Boosting the Performance of the Predictive Model on the Imbalanced Dataset Using SVM Based Bagging and Out-of-Distribution Detection (SVM 기반 Bagging과 OoD 탐색을 활용한 제조공정의 불균형 Dataset에 대한 예측모델의 성능향상)

  • Kim, Jong Hoon;Oh, Hayoung
    • KIPS Transactions on Software and Data Engineering
    • /
    • v.11 no.11
    • /
    • pp.455-464
    • /
    • 2022
  • There are two unique characteristics of the datasets from a manufacturing process.
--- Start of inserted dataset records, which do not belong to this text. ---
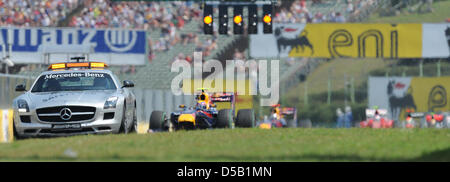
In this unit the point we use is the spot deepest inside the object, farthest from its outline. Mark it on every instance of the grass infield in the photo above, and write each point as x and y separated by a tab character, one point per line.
241	145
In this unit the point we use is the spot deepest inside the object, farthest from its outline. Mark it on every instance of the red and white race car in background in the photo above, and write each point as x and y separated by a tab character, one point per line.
376	118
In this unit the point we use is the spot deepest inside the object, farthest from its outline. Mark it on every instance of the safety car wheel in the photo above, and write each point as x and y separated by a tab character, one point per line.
157	119
245	118
134	126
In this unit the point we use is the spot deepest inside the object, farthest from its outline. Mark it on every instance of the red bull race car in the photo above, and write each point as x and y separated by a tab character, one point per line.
376	118
434	120
203	115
They are the severe class imbalance and lots of Out-of-Distribution samples. Some good strategies such as the oversampling over the minority class, and the down-sampling over the majority class, are well known to handle the class imbalance. In addition, SMOTE has been chosen to address the issue recently. But, Out-of-Distribution samples have been studied just with neural networks. It seems to be hardly shown that Out-of-Distribution detection is applied to the predictive model using conventional machine learning algorithms such as SVM, Random Forest and KNN. It is known that conventional machine learning algorithms are much better than neural networks in prediction performance, because neural networks are vulnerable to over-fitting and requires much bigger dataset than conventional machine learning algorithms does. So, we suggests a new approach to utilize Out-of-Distribution detection based on SVM algorithm. In addition to that, bagging technique will be adopted to improve the precision of the model.